= Abdulrahman Fattahi =

Kurdish Sunni cleric from Iran
Abdulrahman Fattahi (عبدالرحمان فتاحی; عەبدوڕەحمان فەتاحی), also known by his nom de guerre Abu Safiya al-Kurdi (أَبُوْ صَفِيَّةُ ٱلْكُرْدِيّْ), was a Kurdish Sunni cleric from Iran. He was a member of Al-Nusra Front and later Hay'at Tahrir al-Sham. After the Fall of the Assad regime, he was appointed as the advisor for Iranian affairs. He was the first Kurd to hold a Syrian governmental position after the dissolution of Ba'athist Syria.

== Biography ==
Fattahi was born in the early 1950s in Sulgheh, a village near Mahabad in Iranian Kurdistan. In the 1970s, he travelled to Iraqi Kurdistan and began his studies under Abdulqadir Tawhidi. While completing his studies, Fattahi was a member of the Kurdistan Islamic Movement of Osman Abdulaziz, and lived in the Islamic Emirate of Kurdistan. Fattahi completed his studies in 1996, afterwards he returned to Iran and earned his clerical license from Shafi Burhani, and became the imam of Khalifan, Mahabad. In Iran, he was arrested for ties to the Kurdistan Brigades, and detained numerous other times. In 2011, he was sentenced to three years in Gohardasht Prison. After his release in 2014, he left for Syria. Around 3,000 Islamist Kurds had travelled to Syria at that time, and were divided between Ansar al-Islam and the Islamic State. However, Fattahi took a different route and joined Al-Nusra Front. Fattahi founded the "Sunni Muhajireen Movement of Iran", which was a predominantly Kurdish group within Al-Nusra Front. There were around 300 Kurds in Al-Nusra Front before its disbandment.

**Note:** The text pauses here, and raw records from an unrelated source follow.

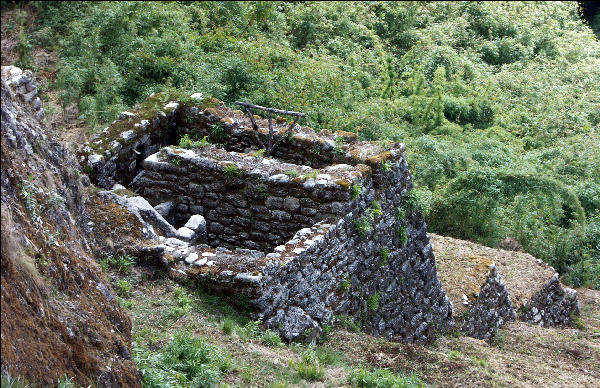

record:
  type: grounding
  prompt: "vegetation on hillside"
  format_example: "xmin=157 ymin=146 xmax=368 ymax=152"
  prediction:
xmin=5 ymin=1 xmax=600 ymax=288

Fattahi accompanied Ahmed al-Sharaa after his split with Al-Qaeda and creation of Hay'at Tahrir al-Sham. Throughout the Syrian civil war, Fattahi lived in Idlib, where he served as a Sharia judge. After the fall of the Assad regime, he was appointed by Ahmed al-Sharaa as his deputy and advisor for Iranian affairs, becoming the first Kurd to hold a position in the new Syrian government. Fattahi later gave a speech in Kurdish at the Umayyad Mosque, where he wished for the "freedom of Jerusalem" after Syria, and threatened the Iranian government. His usage of Kurdish in public drew much attention due to the restrictions under the Assad regime.

It was reported that Fattahi died in the July 2025 Israeli airstrikes on Damascus. Later in 2025, Iranian sources claimed he had been one of the top recruiters in Iran for Salafi jihadist groups.